57 computationally designed small-molecule ligands docked into Cyclin A (RxL substrate groove), each provided as a single-file protein–ligand complex in PDB format (56 unique ligand structures).

These designs block the RxL / cyclin-binding-motif groove of Cyclin A, the docking site through which cyclin-CDK complexes recruit substrates — a protein–protein-interaction strategy for selective cell-cycle intervention.

Receptor note: coordinates correspond to the Cyclin A (RxL substrate-recruitment groove) (chain B res 175–432). TODO: add the source RCSB PDB accession for the receptor template used to generate these complexes.

Dataset summary

Complex files 57 (*_cmpx.pdb)
Unique ligand SMILES 56
Receptor Cyclin A (RxL substrate-recruitment groove) (chain B res 175–432)
Generator Technetium GA-II pocket-conditioned generative platform
Generation date 2025-08-30 – 2025-09-07
Pose scoring AutoDock Vina

These are de novo, scaffold-constrained generative designs produced by the Technetium GA-II pocket-conditioned generative platform. Each design is docked into the target pocket and scored with AutoDock Vina; a REMARK CORE record preserves the scaffold/attachment context.

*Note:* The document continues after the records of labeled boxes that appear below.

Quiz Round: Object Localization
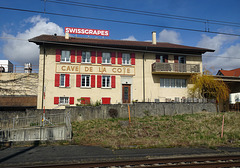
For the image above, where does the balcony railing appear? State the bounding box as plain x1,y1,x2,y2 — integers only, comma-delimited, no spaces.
152,62,200,74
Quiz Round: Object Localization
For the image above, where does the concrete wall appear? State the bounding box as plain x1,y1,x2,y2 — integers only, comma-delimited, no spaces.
0,73,38,96
66,103,217,121
0,103,217,121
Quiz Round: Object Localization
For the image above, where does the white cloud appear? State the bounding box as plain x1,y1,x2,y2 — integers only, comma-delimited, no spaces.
122,36,137,41
197,34,238,54
158,29,182,44
197,34,240,75
2,15,64,64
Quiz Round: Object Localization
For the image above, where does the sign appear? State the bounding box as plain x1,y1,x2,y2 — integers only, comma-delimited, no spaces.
65,27,109,36
56,64,135,76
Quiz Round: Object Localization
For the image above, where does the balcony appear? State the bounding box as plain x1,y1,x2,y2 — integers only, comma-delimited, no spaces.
152,62,200,75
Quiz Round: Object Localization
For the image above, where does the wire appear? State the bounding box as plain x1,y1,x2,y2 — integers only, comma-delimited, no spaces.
0,6,240,36
47,0,240,27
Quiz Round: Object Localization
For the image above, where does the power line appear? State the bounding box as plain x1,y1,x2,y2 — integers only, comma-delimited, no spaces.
47,0,240,27
0,6,240,36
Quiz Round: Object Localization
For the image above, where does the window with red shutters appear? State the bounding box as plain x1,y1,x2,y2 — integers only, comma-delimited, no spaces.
77,50,82,63
71,50,75,62
69,97,74,104
131,53,135,65
111,52,116,64
102,97,111,104
97,51,102,64
91,75,95,88
76,75,81,87
65,74,70,87
56,49,61,62
54,97,59,104
55,74,60,87
111,76,116,88
118,52,122,64
97,75,102,88
91,51,96,64
81,97,90,104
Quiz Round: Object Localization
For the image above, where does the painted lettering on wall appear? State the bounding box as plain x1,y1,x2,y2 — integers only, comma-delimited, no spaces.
56,63,135,75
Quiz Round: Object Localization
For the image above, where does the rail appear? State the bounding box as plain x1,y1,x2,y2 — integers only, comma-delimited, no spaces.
152,62,200,73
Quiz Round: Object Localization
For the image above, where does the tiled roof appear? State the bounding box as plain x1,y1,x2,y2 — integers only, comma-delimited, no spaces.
217,68,240,77
29,35,214,54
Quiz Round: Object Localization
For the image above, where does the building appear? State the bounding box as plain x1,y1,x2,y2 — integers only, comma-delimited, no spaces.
29,32,214,109
217,68,240,77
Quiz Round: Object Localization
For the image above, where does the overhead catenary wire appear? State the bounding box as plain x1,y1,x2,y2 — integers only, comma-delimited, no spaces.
46,0,240,27
0,6,240,36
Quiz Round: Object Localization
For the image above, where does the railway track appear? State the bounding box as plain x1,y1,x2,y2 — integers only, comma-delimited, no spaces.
26,155,240,168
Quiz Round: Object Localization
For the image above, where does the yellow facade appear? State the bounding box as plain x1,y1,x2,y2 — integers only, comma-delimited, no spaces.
37,45,202,109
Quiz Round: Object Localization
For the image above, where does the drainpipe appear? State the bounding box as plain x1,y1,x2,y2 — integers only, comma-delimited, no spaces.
143,53,147,102
42,44,46,109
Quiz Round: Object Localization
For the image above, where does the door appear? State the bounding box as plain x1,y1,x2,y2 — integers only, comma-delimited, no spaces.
122,84,131,103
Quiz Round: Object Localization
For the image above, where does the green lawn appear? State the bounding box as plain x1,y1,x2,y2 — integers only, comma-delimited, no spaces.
72,112,240,149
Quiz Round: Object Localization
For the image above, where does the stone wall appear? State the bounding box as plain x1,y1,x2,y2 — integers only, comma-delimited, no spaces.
0,103,217,121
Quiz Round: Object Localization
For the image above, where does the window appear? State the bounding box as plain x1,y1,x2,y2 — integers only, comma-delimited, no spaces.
160,78,187,88
82,51,91,63
102,53,111,64
82,75,90,87
60,74,66,87
178,56,186,64
122,53,131,65
102,76,111,88
61,50,70,62
59,97,69,104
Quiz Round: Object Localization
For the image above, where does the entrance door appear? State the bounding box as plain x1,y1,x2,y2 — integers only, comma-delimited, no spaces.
122,84,131,103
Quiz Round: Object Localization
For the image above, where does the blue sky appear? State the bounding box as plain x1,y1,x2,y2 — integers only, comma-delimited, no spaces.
0,0,240,73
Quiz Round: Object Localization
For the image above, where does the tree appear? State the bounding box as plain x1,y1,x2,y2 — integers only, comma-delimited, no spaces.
188,71,230,102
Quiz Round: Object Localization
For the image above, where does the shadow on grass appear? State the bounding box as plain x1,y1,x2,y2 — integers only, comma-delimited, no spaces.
0,141,40,163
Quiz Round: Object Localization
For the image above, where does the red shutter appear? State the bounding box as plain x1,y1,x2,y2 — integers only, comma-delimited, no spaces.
91,75,95,88
69,97,74,104
111,76,116,88
118,52,122,64
71,50,75,62
131,53,135,65
174,55,178,63
102,97,111,104
56,49,61,62
77,50,82,63
54,97,59,104
76,75,81,87
97,51,102,64
97,75,102,88
55,74,60,87
81,97,90,104
91,51,96,64
164,55,168,63
111,52,116,64
65,74,70,87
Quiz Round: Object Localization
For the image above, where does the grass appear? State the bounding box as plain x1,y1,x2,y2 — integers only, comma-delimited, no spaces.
72,112,240,149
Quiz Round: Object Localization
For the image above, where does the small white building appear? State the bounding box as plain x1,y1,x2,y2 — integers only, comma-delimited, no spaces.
0,60,13,73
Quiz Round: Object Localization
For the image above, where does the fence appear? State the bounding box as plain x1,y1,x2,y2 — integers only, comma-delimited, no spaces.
0,113,72,142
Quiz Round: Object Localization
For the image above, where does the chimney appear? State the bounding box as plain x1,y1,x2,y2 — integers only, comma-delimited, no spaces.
65,32,69,40
152,31,157,45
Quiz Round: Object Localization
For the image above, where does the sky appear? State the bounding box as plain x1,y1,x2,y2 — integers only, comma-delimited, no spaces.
0,0,240,75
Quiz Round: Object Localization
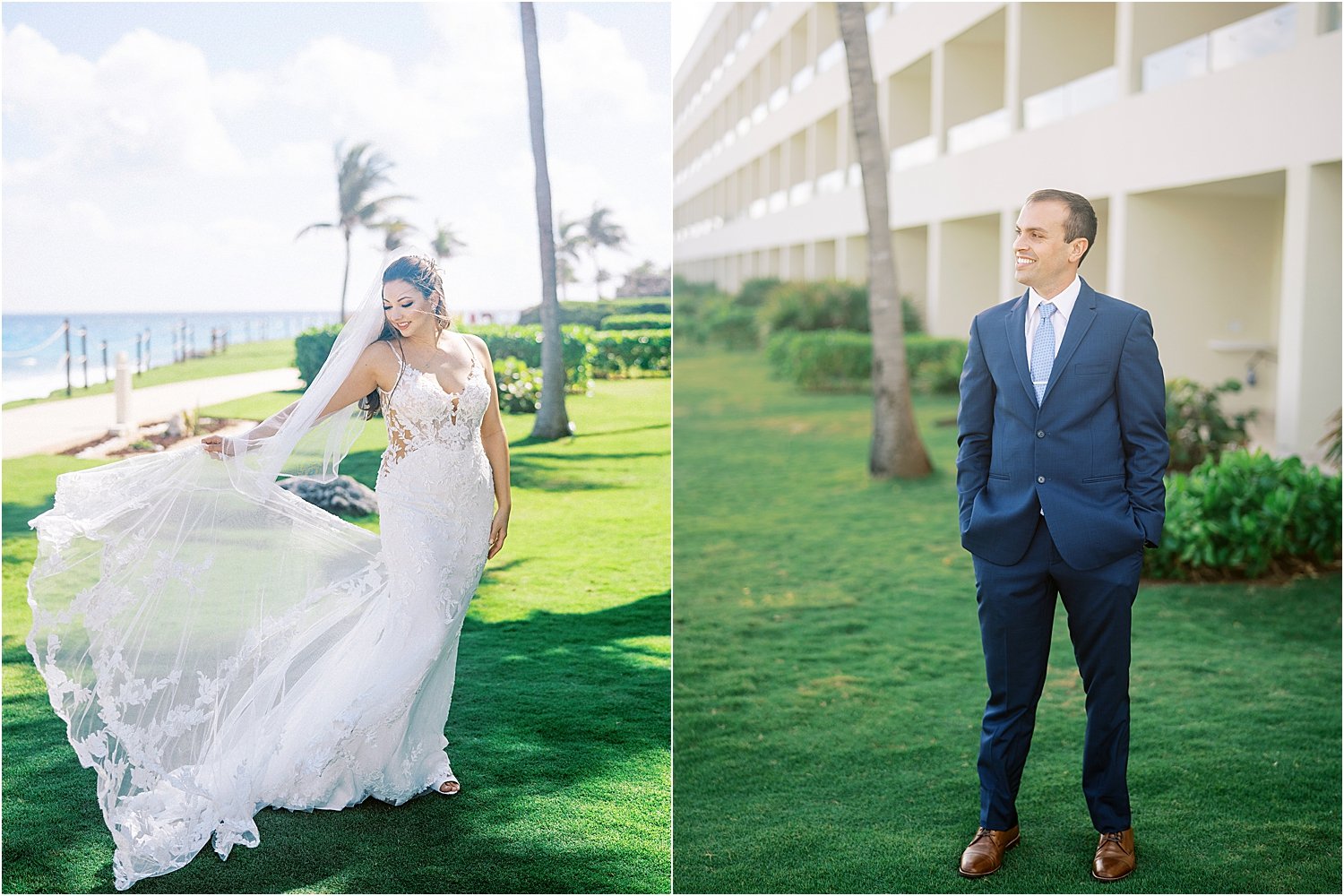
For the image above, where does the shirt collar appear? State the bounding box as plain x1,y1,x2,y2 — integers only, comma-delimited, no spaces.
1027,274,1083,323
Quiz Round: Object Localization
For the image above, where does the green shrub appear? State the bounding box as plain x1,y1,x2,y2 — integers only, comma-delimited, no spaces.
295,323,341,387
601,314,672,331
468,323,593,391
492,356,542,414
1145,450,1344,582
1167,376,1255,471
766,331,967,395
737,277,784,307
593,329,672,377
518,298,672,329
761,280,868,333
758,280,924,336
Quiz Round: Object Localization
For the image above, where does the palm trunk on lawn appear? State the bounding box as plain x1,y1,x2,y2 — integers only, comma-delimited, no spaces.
836,3,933,478
519,3,570,439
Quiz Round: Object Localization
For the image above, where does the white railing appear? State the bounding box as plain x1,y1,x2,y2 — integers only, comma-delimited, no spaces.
1021,65,1120,129
892,134,938,170
948,108,1012,156
1142,4,1297,92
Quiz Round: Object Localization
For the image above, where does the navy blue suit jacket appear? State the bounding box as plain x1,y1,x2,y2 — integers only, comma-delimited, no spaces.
957,280,1171,570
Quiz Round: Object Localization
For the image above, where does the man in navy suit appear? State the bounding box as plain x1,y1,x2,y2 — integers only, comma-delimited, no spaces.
957,189,1169,882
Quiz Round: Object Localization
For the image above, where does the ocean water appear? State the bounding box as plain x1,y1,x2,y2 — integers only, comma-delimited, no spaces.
0,312,336,401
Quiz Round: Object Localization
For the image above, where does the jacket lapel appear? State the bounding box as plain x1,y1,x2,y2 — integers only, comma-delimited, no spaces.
1004,293,1032,404
1043,278,1097,404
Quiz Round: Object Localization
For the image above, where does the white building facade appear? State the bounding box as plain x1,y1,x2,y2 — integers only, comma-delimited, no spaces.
674,3,1344,460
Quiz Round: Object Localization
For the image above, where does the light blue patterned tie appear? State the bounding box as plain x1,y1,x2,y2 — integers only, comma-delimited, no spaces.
1031,302,1055,404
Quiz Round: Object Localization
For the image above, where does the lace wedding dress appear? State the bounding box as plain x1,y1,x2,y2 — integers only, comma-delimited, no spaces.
29,329,494,890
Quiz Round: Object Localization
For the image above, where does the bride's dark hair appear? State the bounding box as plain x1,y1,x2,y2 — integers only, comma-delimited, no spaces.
359,255,453,420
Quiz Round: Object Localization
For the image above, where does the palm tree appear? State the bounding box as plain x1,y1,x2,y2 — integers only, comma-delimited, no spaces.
836,3,933,478
583,202,629,298
295,142,410,321
374,218,416,254
518,3,570,439
430,220,467,262
556,215,588,298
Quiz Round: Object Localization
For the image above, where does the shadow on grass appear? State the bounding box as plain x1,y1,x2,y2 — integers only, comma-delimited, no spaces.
3,592,671,893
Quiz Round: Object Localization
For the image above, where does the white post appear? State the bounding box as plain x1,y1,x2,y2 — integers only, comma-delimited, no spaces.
115,352,137,439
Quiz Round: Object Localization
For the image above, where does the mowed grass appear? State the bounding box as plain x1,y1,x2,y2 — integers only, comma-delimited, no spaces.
674,350,1341,893
3,379,671,893
3,339,295,409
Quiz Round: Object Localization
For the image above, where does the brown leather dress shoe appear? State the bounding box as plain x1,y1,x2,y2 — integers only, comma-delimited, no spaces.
957,825,1021,877
1093,828,1137,882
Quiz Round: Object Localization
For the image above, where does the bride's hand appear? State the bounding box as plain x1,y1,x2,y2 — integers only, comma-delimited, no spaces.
201,435,234,461
486,509,508,560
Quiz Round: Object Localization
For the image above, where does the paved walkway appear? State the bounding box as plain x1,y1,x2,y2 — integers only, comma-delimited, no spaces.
0,366,303,458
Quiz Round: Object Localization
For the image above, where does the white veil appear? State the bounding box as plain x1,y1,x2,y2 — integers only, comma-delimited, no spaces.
27,250,424,890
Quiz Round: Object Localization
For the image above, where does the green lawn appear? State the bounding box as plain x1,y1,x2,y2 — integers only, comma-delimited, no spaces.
3,375,671,893
674,350,1341,893
0,339,295,409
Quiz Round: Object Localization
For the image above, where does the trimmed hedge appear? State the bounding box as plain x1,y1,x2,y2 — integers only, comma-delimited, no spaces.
599,314,672,331
1144,450,1344,582
295,323,341,388
518,298,672,329
593,329,672,377
766,331,967,395
494,358,542,414
467,323,593,391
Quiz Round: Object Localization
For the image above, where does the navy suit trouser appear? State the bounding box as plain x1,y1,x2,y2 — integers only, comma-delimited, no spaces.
975,517,1144,833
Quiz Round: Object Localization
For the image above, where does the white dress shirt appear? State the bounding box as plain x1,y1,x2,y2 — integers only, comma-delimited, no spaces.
1027,274,1083,360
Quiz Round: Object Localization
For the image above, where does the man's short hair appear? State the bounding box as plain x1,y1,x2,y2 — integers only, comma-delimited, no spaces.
1023,189,1097,267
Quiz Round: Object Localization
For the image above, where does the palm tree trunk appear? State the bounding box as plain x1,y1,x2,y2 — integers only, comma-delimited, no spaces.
836,3,933,478
519,3,570,439
340,229,349,323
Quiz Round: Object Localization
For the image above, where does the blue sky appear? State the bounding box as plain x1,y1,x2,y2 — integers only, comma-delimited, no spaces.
0,3,672,313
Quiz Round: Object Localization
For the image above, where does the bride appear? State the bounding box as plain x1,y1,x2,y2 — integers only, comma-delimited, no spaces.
29,251,511,890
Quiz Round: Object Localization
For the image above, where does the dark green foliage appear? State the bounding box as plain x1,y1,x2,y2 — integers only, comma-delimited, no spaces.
601,314,672,331
468,323,593,391
677,344,1341,896
737,277,784,307
1167,376,1255,471
760,280,868,333
593,329,672,377
492,356,542,414
766,331,967,395
518,298,672,329
295,323,341,385
1145,450,1344,582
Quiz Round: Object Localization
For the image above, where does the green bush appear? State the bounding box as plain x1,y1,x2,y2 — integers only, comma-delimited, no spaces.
758,280,924,336
468,323,593,391
295,323,341,387
593,329,672,377
599,314,672,331
494,358,542,414
518,298,672,329
1145,450,1344,582
766,331,967,395
1167,376,1255,471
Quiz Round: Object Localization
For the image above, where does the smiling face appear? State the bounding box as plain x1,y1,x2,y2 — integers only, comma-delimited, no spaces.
1012,202,1088,298
383,280,437,340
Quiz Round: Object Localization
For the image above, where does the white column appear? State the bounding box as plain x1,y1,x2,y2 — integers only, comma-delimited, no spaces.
1004,3,1021,133
1097,191,1124,299
1274,164,1312,454
925,220,952,336
929,43,948,157
1116,0,1142,98
995,208,1021,302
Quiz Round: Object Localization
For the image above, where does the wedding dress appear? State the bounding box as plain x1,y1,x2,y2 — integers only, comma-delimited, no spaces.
29,251,494,890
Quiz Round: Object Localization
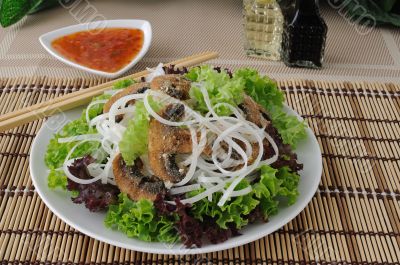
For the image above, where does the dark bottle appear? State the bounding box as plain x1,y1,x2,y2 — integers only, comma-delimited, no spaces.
282,0,328,68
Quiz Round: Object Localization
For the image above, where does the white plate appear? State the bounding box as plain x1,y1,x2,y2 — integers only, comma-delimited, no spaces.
30,107,322,255
39,19,152,78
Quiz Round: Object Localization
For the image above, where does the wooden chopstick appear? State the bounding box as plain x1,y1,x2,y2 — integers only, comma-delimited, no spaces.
0,52,218,132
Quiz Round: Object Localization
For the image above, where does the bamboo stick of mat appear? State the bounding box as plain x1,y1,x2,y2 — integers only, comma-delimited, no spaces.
0,52,218,132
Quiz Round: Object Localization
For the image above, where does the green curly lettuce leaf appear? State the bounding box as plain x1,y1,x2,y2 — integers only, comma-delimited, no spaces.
187,165,300,226
45,95,111,169
47,169,67,190
253,165,300,219
104,193,179,243
113,78,136,89
119,98,160,165
233,68,307,149
187,180,259,229
186,65,244,116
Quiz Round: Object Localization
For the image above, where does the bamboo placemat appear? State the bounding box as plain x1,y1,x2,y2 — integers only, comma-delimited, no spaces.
0,78,400,265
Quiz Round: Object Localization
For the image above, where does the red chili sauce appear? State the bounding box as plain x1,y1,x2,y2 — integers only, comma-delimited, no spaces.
51,28,144,73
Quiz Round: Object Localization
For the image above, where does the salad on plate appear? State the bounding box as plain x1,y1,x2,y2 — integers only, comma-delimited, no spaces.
45,65,307,248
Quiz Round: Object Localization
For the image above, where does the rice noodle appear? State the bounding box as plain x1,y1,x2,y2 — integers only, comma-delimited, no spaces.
63,73,279,206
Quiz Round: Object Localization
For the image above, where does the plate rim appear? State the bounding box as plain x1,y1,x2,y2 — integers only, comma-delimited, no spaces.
29,104,323,255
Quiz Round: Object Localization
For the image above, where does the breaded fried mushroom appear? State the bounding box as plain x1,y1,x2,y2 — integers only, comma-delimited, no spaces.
112,154,166,201
238,95,270,128
150,75,191,100
149,104,211,183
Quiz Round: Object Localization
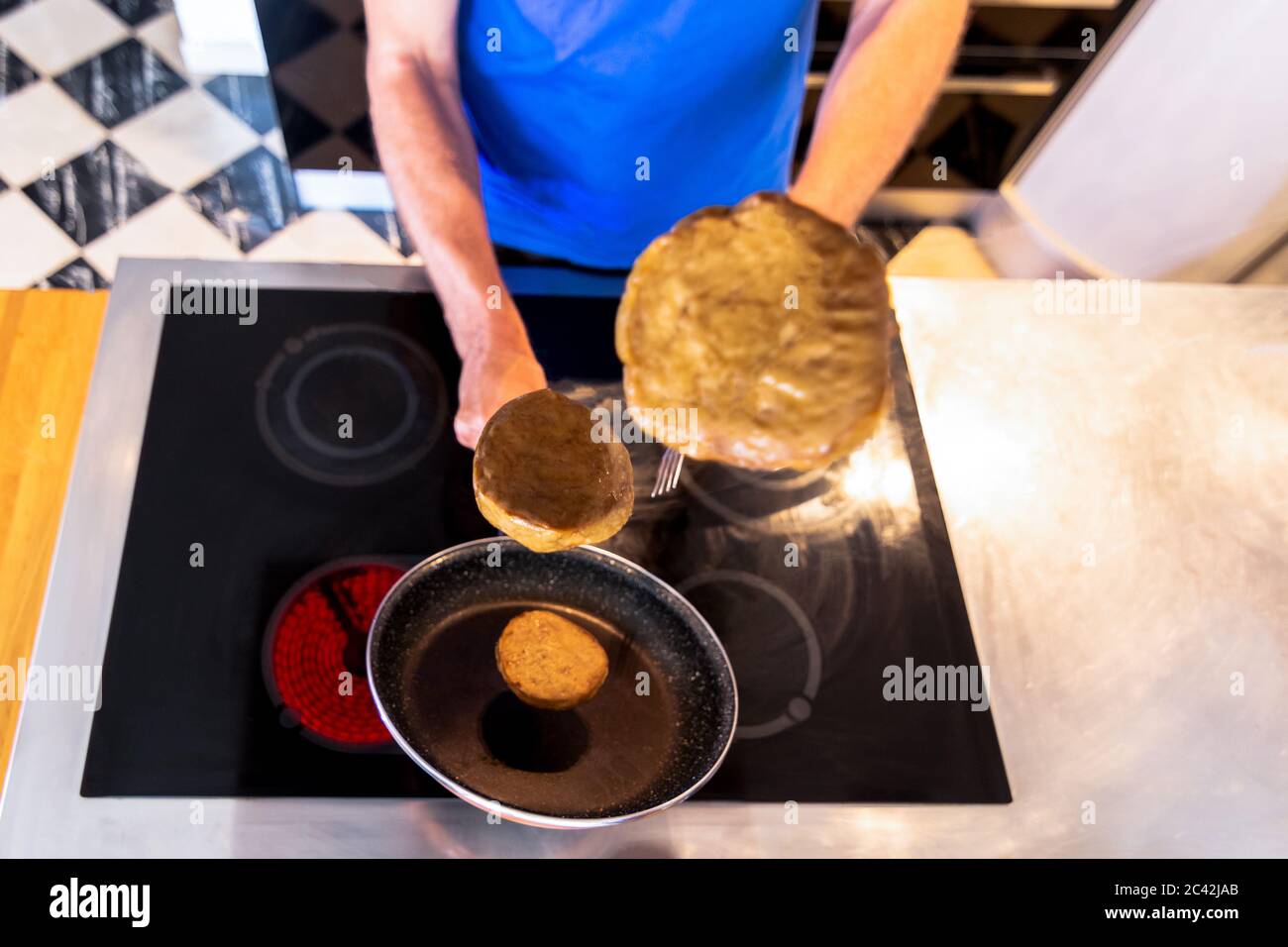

Each complex file is self-contained — receptor structure, the ligand's 3D docked pose, and a 2D↔3D atom map all travel inside the single PDB.

Property profile

Physicochemical ranges are computed with RDKit over the 56 unique ligand structures; docking energy is from the generation/docking pipeline.

Property Range Median
Docking energy (AutoDock Vina) ≤ -9.2 kcal/mol (down to -10.6)
Molecular weight 424.5 – 596.8 Da 514.2
cLogP 1.5 – 5.0 3.8
TPSA 51.6 – 110.9 Ų 95.1
Fsp3 (fraction sp³ C) 0.2 – 0.5 0.4
H-bond donors 1 – 4 2
H-bond acceptors 5 – 9 7
Rotatable bonds 2 – 8 4

File format

Each *_cmpx.pdb bundles the receptor and one docked ligand pose:

Record Content
REMARK VINA RESULT <energy> … AutoDock Vina docking score (kcal/mol)
REMARK CORE <smiles> the scaffold / attachment context of the design
REMARK SMILES <smiles> the docked ligand (2D structure)
REMARK SMILES IDX <pos> <serial> … map of each SMILES heavy-atom position ↔ its ligand atom serial (the 2D↔3D key)
ATOM … <chain> receptor heavy atoms
ATOM … UNL (after MODEL 1) ligand 3D pose (residue name UNL)

Usage

import glob

def read_complex(path):
    smiles, idx = None, {}
    with open(path) as fh:
        for line in fh:
            if line.startswith("REMARK SMILES IDX"):
                toks = line.split()[3:]            # flat list of (smiles_pos, atom_serial)
                for i in range(0, len(toks), 2):
                    idx[int(toks[i])] = int(toks[i + 1])
            elif line.startswith("REMARK SMILES"):
                smiles = line.split(None, 2)[2].strip()
    return smiles, idx                              # idx[smiles_atom_position] -> ligand atom serial

for f in glob.glob("*_cmpx.pdb"):
    smi, idx = read_complex(f)
    # ligand atoms are the `ATOM ... UNL` records following `MODEL 1`

Provenance & intended use

  • These are computationally generated designs and docked poses — not experimentally validated binders. No claim of activity or selectivity is made.
  • Intended for machine-learning, cheminformatics, generative-model benchmarking, and docking-pose research on a well-defined target.

Citation

Generated by Technetium Therapeutics. Poses scored with AutoDock Vina.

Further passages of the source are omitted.